Maureen Weston (Pepperdine Caruso Law) presented her article, “The Anxious Athlete: Mental Health and Sports’ Duty and Advantage to Protect,” at Harvard Law School on April 12. Weston’s presentation on athlete mental health was followed by a panel discussion offering the perspectives of Harvard golf team’s head coach Kevin Rhoads and student-athlete Chloe Royston. Weston’s article is published in an edition of the Harvard Journal on Sport & Entertainment Law that the editors dedicated to the memory of her son Cedric Halloran. Weston and her husband Brian Halloran have established the Cedric Weston Halloran Scholarship Fund in Cedric’s honor to help Pepperdine Caruso Law students. Additionally, she presented “Using ADR Skills to Adjust the Sports Mindset and Promote Mental Health” at the 2022 WIP Conference. Abstract: Problem-solving and collaborative conflict resolution techniques used in dispute resolution can be applied to increase awareness of mental health issues. These techniques can also be used to promote a governance system designed to a promote positive mental health culture in sports.
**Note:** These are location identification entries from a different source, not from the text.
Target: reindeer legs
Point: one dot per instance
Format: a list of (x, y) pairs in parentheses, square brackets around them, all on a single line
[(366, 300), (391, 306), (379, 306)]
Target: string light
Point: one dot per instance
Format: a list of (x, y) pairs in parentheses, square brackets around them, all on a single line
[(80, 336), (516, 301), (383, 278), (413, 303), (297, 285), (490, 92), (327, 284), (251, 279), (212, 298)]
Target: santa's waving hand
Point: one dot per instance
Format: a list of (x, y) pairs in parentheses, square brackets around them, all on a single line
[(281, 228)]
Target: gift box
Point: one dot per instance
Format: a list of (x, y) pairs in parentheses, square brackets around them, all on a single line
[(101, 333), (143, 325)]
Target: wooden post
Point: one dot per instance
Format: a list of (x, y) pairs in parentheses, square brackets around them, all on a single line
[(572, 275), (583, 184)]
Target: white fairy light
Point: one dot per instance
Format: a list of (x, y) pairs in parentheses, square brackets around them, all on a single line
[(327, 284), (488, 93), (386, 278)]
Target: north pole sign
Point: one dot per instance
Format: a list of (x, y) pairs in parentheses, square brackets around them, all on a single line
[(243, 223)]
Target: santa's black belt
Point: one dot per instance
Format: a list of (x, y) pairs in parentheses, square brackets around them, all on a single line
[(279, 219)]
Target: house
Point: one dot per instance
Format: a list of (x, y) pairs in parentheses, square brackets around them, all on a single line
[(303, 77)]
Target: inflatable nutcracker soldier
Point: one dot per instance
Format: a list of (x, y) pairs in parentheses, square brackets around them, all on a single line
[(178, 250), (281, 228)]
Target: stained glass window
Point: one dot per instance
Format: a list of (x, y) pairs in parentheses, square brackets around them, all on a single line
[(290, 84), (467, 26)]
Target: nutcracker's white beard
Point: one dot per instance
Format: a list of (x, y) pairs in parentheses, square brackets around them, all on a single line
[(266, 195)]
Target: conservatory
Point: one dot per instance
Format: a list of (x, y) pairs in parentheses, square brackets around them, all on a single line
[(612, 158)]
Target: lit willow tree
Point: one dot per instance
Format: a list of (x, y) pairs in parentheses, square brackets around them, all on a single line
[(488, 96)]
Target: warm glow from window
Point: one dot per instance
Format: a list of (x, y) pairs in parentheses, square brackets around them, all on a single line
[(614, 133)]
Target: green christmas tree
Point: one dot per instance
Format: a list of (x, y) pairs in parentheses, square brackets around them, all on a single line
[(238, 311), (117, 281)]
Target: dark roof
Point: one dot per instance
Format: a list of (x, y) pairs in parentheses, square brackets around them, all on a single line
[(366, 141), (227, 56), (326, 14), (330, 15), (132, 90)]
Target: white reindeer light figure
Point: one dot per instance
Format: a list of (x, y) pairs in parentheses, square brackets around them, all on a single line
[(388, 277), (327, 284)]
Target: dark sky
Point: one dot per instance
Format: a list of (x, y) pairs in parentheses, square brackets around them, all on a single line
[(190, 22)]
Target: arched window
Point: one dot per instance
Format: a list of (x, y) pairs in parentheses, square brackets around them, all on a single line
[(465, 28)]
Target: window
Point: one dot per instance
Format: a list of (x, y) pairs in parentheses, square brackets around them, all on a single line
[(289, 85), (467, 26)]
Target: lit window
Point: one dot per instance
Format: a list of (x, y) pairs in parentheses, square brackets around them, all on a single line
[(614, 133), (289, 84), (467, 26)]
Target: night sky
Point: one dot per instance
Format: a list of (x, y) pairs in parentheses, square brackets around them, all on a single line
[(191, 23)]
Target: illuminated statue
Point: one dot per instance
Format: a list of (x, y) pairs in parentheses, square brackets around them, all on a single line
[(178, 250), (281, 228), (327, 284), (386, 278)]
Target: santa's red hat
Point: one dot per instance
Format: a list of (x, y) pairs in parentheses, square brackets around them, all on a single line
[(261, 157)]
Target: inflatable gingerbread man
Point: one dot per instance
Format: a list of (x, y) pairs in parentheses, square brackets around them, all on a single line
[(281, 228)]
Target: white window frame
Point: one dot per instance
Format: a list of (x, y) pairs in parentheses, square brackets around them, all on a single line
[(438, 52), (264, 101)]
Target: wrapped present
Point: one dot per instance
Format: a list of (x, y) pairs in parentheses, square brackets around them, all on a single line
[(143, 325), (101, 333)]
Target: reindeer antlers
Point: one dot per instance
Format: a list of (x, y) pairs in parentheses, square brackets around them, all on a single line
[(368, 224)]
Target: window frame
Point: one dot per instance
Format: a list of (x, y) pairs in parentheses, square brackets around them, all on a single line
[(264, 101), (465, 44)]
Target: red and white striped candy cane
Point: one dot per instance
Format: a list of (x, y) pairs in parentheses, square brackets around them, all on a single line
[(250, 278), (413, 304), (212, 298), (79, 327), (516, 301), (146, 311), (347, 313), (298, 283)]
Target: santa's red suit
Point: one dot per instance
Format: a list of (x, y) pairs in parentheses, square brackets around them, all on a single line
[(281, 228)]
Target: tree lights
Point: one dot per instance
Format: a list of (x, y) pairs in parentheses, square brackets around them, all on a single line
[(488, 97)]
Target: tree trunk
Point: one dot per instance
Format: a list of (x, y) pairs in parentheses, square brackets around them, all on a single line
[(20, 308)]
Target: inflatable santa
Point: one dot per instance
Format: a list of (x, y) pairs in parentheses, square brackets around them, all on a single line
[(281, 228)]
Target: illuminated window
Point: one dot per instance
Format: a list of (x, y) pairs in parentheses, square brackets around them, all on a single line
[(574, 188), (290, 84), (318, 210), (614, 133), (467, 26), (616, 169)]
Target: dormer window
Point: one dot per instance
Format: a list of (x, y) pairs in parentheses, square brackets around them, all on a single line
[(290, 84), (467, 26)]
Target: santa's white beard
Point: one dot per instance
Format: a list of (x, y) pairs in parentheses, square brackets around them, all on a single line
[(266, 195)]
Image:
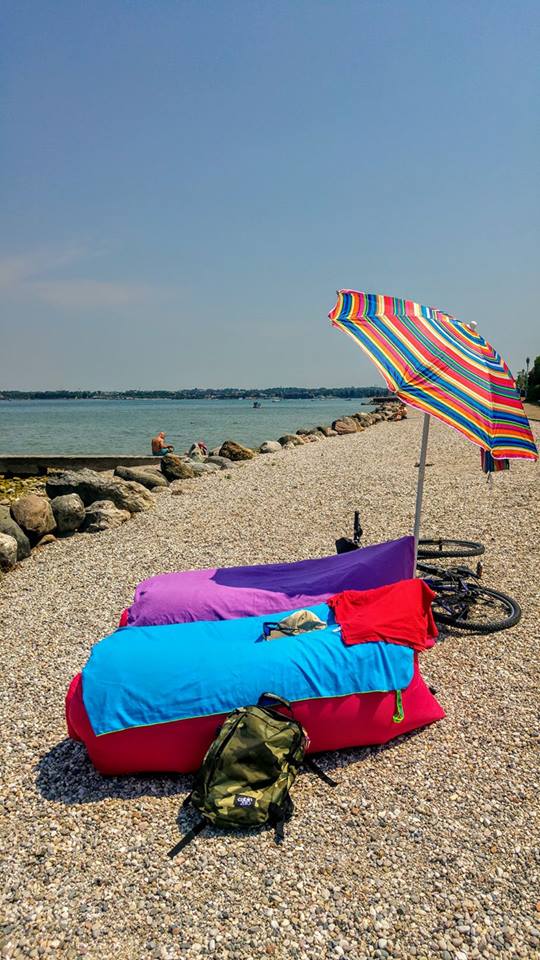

Mitchell Zamoff (Minnesota Law)

 “Criminalizing” Depositions in Arbitration:  Civil litigation-style deposition practice is preventing commercial arbitration from reaching its potential as an economical, efficient alternative to a civil lawsuit. Although there is consensus among ADR experts that meaningful limits must be imposed on arbitration discovery to unlock the benefits of arbitration, depositions continue to feature prominently in commercial arbitrations for at least three reasons. First, civil litigators reflexively propose overdone deposition practice in arbitrations that replicates their litigation experience. Second, arbitrators may hesitate to disallow deposition discovery for fear that their awards will be vacated for failure to hear material evidence. Third, arbitrators are justifiably concerned that they will be punished in the arbitral marketplace if they deny the deposition requests of the parties and lawyers that select them. These dynamics dictate that consequential change will remain elusive in this area unless the rules regarding deposition practice in commercial arbitrations are amended. While these rules currently are more restrictive in some ways than the rules of civil procedure, they often allow some depositions as a matter of right and grant the arbitrator discretion to permit an unlimited number of depositions upon a modest showing of “cause” or “need.” This article is the first to propose that the rules of federal criminal procedure—which flatly outlaw discovery depositions—be used as a model for amending arbitration rules concerning the availability of discovery depositions. The fact that prosecutors and defense counsel routinely try high-stakes criminal cases without the benefit of discovery depositions provides strong evidence that arbitration parties can effectively represent their interests without the need for discovery depositions. Further support for this proposal can be found in the cases which hold that the cross-examination of prosecution witnesses by criminal defense counsel at trial (without the benefit of a prior deposition) satisfies a criminal defendant’s Confrontation Clause rights. If criminal defendants can be deprived of their liberty without deposing the prosecution’s witnesses prior to trial, it certainly seems fair to require the parties to an arbitration to examine witnesses at a hearing without the added layers of delay and cost associated with discovery depositions.